Closed bblodfon closed 1 year ago
Hi @mb706, @sebffischer! Does any of you maybe have time to give me a suggestion on how to tackle the above?
I had implemented a boot
-based function which had its problems especially on the parallelization part (don't ask :) I came back to this since I thought there might be a more neat way to do this with mlr3pipelines
.
The main idea is this: I have an already trained learner
and a test task
. I want to bootstrap the test task and get predictions (and some performance score) from each bootstrapped version. Sounds like resample
without training (and also parallelizable) => is there any way to do it that I may have missed?
Hey @bblodfon
A couple of thoughts: I don't think the greplicate
+ subsample
-combo will work. The subsample
PipeOp only subsets during training and not during prediction, but the learner predicts during prediction.
Furthermore, I don't think that we can parallelize the execution of a Graph
, so when you want to be able to parallelize this, you need a different approach, using e.g. the future.lapply
package like below:
library(mlr3pipelines)
library(mlr3)
learner = lrn("classif.rpart")
obj = po("subsample", frac = 1, replace = TRUE)
task = tsk("iris")
ids = partition(task)
task_predict = task$clone()$filter(ids$test)
task$filter(ids$train)
learner$train(task)
res = future.apply::future_lapply(1:10, function(i) {
set.seed(i)
task_subsampled = obj$train(list(task_predict))[[1L]]

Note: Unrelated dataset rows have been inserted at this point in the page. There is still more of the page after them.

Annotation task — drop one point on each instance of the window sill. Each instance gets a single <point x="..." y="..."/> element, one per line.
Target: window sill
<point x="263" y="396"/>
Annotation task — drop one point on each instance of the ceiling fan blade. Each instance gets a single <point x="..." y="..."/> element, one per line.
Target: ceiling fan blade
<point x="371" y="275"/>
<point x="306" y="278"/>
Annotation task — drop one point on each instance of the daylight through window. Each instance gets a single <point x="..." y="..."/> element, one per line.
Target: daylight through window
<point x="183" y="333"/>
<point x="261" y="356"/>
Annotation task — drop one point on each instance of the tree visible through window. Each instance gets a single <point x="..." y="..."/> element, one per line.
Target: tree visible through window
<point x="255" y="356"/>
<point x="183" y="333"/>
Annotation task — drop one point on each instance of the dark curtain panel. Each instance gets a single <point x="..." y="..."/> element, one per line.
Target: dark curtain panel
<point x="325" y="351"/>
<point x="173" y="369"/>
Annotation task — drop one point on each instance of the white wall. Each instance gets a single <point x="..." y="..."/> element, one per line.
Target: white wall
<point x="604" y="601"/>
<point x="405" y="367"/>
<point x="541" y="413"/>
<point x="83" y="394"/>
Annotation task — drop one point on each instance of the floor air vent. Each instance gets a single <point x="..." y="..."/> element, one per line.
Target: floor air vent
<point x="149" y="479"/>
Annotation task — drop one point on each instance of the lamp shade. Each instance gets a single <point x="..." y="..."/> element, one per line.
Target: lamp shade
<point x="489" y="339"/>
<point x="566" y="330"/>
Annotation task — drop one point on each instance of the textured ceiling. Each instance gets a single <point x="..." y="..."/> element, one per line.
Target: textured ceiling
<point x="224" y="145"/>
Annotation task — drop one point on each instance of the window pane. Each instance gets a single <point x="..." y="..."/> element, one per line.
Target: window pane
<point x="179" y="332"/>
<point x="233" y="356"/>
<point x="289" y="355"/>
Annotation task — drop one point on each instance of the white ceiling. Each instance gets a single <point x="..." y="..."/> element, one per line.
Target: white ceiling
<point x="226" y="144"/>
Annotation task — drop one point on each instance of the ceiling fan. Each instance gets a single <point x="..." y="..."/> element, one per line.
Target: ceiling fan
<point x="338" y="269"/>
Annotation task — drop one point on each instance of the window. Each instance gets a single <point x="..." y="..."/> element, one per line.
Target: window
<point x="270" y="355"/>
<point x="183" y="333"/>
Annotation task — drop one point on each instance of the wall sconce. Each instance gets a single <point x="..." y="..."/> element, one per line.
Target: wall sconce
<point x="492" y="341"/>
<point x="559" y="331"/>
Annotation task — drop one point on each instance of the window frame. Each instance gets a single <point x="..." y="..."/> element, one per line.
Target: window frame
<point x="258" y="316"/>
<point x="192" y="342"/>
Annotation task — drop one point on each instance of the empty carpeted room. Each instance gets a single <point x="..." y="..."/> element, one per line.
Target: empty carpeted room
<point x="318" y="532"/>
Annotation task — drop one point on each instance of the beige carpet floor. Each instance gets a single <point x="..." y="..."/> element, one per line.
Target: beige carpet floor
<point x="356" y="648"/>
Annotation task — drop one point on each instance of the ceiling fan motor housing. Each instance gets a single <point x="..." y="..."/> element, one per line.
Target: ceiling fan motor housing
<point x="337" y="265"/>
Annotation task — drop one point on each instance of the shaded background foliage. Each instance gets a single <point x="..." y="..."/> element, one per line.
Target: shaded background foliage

learner$predict(task_subsampled)
}, future.seed = TRUE)
Created on 2023-03-07 with reprex v2.0.2
Note that we are currently also working on confidence intervals for the generalization error. We are benchmarking existing methods and will make them available through the mlr3benchmark
package.
For that, we are adding S3 function like infer_<method>
that have methods for a ResampleResult
and a BenchmarkResult
.
May I ask why you are bootstrapping instead of calculating confidence intervals using a normal approximation?
Hi Sebastian (@sebffischer),
Note that we are currently also working on confidence intervals for the generalization error. We are benchmarking existing methods and will make them available through the mlr3benchmark package.
Nice! It will be nice to check these features when they are out! I am planning to do something related, maybe more towards using Bayesian methods.
May I ask why you are bootstrapping instead of calculating confidence intervals using a normal approximation?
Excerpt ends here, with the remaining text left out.